【古九谷とは】
肥前の有田(現・佐賀県有田町周辺)で17世紀中期に焼かれた伊万里焼であるにもかかわらず、長い間、加賀の九谷村(現・石川県加賀市)で焼かれたと思われていた磁器が「古九谷」です。幕末に加賀で焼かれるようになった「再興九谷」に対して古い九谷焼という意味で名付けられ、加賀百万石のやきものと認識されてきた古九谷が、実は伊万里焼なのではないか、という学説が発表されたのは昭和13年(1938)のことでした。
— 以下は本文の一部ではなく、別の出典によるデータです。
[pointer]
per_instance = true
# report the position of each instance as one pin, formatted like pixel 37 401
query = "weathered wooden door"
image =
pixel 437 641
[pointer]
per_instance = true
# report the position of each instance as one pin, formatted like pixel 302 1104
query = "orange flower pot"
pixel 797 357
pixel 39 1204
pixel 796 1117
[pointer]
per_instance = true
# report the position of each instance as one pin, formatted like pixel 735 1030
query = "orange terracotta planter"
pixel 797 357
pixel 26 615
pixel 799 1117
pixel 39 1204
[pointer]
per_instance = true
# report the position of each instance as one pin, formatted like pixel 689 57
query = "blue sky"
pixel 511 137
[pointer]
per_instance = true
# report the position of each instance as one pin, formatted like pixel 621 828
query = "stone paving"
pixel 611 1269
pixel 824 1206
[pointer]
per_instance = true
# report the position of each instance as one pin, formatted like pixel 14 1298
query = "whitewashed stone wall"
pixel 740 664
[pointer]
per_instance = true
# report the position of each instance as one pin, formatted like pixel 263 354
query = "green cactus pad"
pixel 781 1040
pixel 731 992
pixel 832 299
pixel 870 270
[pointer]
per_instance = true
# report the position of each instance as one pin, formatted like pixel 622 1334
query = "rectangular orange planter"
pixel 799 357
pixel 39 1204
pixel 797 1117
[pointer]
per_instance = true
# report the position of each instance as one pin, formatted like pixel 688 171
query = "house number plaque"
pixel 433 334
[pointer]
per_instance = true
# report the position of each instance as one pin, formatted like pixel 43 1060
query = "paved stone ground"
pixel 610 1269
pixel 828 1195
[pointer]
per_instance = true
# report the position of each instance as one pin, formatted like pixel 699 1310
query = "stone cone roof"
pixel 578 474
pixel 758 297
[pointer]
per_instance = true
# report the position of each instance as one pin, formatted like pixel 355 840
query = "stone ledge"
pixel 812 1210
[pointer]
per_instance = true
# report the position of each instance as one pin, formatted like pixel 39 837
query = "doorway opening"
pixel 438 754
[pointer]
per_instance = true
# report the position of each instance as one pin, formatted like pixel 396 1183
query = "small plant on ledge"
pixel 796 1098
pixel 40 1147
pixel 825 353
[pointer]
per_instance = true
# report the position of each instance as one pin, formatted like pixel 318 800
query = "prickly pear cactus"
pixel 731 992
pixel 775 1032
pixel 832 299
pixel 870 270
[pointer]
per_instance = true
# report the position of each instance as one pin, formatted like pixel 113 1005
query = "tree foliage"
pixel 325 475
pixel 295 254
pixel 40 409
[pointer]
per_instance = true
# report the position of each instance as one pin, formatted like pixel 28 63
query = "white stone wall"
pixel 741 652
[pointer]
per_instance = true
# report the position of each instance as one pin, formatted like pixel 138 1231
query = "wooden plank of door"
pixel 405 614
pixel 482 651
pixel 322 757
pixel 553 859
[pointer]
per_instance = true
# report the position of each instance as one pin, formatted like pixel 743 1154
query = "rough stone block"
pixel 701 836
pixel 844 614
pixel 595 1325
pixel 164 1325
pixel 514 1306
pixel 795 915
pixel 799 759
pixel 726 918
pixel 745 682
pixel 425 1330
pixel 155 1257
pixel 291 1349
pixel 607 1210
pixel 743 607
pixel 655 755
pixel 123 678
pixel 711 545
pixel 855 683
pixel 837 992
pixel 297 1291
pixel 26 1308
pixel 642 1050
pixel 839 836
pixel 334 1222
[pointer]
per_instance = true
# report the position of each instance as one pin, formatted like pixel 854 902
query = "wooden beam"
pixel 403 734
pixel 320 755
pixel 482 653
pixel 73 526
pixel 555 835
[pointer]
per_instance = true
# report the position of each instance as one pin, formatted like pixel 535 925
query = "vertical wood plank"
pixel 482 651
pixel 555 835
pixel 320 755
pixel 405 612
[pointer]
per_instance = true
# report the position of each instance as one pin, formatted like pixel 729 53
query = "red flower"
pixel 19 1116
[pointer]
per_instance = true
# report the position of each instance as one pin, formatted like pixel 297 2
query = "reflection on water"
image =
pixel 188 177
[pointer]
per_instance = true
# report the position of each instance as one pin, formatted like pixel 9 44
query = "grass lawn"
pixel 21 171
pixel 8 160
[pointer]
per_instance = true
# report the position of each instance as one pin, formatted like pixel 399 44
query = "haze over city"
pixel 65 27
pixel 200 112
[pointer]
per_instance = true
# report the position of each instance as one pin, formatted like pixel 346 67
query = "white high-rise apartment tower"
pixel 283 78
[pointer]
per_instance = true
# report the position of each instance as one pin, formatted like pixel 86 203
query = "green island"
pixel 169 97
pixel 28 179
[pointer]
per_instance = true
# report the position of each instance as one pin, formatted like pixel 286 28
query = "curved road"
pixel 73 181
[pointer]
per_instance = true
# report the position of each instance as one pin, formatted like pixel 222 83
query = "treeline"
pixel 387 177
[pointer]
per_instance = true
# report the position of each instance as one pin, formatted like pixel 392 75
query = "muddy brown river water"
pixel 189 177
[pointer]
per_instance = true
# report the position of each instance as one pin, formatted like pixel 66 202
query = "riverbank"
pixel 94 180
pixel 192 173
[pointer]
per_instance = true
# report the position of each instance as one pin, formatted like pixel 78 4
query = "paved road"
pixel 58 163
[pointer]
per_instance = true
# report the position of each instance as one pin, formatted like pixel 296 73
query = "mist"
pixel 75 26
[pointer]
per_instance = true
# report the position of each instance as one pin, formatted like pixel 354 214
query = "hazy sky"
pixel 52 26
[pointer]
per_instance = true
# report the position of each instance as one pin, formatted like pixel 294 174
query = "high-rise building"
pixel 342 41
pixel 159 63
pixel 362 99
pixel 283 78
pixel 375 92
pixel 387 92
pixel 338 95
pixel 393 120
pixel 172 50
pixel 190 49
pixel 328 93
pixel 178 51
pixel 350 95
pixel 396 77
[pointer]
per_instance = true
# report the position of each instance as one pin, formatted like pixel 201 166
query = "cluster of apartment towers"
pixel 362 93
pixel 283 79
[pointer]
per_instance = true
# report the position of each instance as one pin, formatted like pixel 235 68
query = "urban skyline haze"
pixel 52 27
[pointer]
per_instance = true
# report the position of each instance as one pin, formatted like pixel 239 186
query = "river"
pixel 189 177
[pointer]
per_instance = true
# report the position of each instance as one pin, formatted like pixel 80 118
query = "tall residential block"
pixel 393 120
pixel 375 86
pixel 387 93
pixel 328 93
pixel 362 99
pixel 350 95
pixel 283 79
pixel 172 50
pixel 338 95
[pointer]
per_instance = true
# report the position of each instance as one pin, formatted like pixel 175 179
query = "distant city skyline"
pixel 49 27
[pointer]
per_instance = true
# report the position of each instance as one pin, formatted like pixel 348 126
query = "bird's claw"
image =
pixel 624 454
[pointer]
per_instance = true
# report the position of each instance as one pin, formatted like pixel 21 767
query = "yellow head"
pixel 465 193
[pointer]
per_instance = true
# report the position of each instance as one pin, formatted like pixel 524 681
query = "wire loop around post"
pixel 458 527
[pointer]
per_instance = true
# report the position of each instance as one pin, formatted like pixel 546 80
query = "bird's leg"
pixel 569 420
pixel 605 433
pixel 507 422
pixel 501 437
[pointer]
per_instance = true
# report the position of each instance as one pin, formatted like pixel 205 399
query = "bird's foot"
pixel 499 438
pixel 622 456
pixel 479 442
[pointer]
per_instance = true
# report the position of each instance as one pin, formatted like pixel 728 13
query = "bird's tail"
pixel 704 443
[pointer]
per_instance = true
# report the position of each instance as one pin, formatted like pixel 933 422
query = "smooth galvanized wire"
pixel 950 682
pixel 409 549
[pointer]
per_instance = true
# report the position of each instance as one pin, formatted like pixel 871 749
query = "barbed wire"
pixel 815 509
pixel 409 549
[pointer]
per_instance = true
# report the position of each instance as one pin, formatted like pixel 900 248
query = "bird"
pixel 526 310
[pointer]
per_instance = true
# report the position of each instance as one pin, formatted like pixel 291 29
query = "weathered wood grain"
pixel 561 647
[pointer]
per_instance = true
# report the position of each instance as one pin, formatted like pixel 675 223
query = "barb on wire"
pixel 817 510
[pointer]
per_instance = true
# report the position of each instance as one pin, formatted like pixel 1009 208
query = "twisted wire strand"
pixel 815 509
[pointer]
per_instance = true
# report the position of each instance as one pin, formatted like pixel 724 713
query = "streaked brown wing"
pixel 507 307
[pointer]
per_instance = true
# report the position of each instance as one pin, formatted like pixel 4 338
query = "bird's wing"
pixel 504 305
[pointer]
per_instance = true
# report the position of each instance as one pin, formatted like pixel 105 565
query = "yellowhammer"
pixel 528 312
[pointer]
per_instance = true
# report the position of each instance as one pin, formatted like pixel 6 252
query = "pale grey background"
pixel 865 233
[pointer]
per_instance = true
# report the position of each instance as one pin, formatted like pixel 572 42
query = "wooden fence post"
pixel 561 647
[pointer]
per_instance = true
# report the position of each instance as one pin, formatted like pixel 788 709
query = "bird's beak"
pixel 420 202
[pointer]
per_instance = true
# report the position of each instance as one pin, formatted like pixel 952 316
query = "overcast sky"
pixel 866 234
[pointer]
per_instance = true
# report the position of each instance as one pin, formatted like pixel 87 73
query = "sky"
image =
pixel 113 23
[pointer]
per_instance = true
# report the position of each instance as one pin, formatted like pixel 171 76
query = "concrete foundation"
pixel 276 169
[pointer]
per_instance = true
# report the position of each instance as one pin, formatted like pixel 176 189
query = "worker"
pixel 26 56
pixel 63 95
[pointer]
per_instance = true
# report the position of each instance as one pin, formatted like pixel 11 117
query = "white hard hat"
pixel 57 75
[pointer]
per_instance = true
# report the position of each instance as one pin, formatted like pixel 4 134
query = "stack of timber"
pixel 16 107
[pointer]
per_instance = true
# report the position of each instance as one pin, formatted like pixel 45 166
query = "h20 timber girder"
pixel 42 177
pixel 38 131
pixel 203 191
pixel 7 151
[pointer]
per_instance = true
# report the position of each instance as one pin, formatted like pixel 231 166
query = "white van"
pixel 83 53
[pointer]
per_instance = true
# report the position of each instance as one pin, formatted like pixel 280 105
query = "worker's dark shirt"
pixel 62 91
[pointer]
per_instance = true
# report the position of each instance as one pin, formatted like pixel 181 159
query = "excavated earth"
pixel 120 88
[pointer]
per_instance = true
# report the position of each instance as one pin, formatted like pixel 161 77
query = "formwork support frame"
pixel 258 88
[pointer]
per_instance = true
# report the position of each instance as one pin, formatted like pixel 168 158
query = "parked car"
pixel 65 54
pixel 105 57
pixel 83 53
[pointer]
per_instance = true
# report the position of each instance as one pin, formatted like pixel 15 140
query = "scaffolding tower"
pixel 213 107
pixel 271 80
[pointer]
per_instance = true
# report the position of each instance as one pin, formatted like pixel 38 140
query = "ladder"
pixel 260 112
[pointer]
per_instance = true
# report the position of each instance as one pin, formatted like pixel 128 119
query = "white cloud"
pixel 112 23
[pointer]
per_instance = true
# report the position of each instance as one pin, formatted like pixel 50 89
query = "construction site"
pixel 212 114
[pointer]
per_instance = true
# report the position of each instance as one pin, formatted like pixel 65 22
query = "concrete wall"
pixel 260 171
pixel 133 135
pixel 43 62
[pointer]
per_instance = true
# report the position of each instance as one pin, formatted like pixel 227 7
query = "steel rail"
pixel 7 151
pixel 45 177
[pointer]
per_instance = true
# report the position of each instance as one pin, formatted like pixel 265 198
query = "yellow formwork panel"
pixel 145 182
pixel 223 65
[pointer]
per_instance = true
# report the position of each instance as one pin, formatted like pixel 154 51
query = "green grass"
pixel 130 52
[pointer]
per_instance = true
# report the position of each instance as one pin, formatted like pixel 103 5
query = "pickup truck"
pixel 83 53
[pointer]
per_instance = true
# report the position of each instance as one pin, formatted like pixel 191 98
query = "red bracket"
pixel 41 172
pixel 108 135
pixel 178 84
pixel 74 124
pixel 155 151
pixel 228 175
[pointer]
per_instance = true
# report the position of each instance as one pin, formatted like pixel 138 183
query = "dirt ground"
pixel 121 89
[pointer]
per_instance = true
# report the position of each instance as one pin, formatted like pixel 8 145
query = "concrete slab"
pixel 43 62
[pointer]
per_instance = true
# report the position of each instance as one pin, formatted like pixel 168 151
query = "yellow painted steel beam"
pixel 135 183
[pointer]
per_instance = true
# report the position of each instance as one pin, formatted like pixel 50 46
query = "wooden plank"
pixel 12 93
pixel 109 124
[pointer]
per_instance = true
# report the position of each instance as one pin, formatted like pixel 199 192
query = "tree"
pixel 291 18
以降、長年にわたって古九谷は九谷産か有田産かという激しい「古九谷産地論争」が繰り広げられてきましたが、現在では発掘調査や文献史料の研究などによって、有田で作られたものであるという説が有力になり、その内の色絵製品の一部を便宜的に「伊万里焼の古九谷様式」と表現しています。
【17世紀中期の伊万里焼】
伊万里焼は1610年代に佐賀県有田地域で始まった、日本初の磁器です。草創期には酸化コバルトを呈色剤とする顔料の呉須(ごす)で下絵付けをして青い文様をあらわす染付や、青磁や銹釉(さびゆう)などの色釉による文様表現しかなかった伊万里焼に、赤・黄・緑・紫などの上絵具でカラフルに絵付けをする色絵の技術が誕生したのは1640年代後半でした。それから20年ほどの間に伊万里色絵は、淡い色調で幾何学文様を多用した祥瑞手(しょんずいで)・中国絵画のような人物や花鳥の文様が描かれた五彩手(ごさいで)・緑や青、黄色などの濃厚な絵具を使って大胆なデザインが描かれた青手(あおで)など、多様な展開と高度な技をみせるようになります。これらが現在、「古九谷様式」と呼ばれているものです。また、1660年代前後にはヨーロッパ向け輸出品として、素地の精製などの技術が飛躍的に発展した初期輸出タイプが作られました。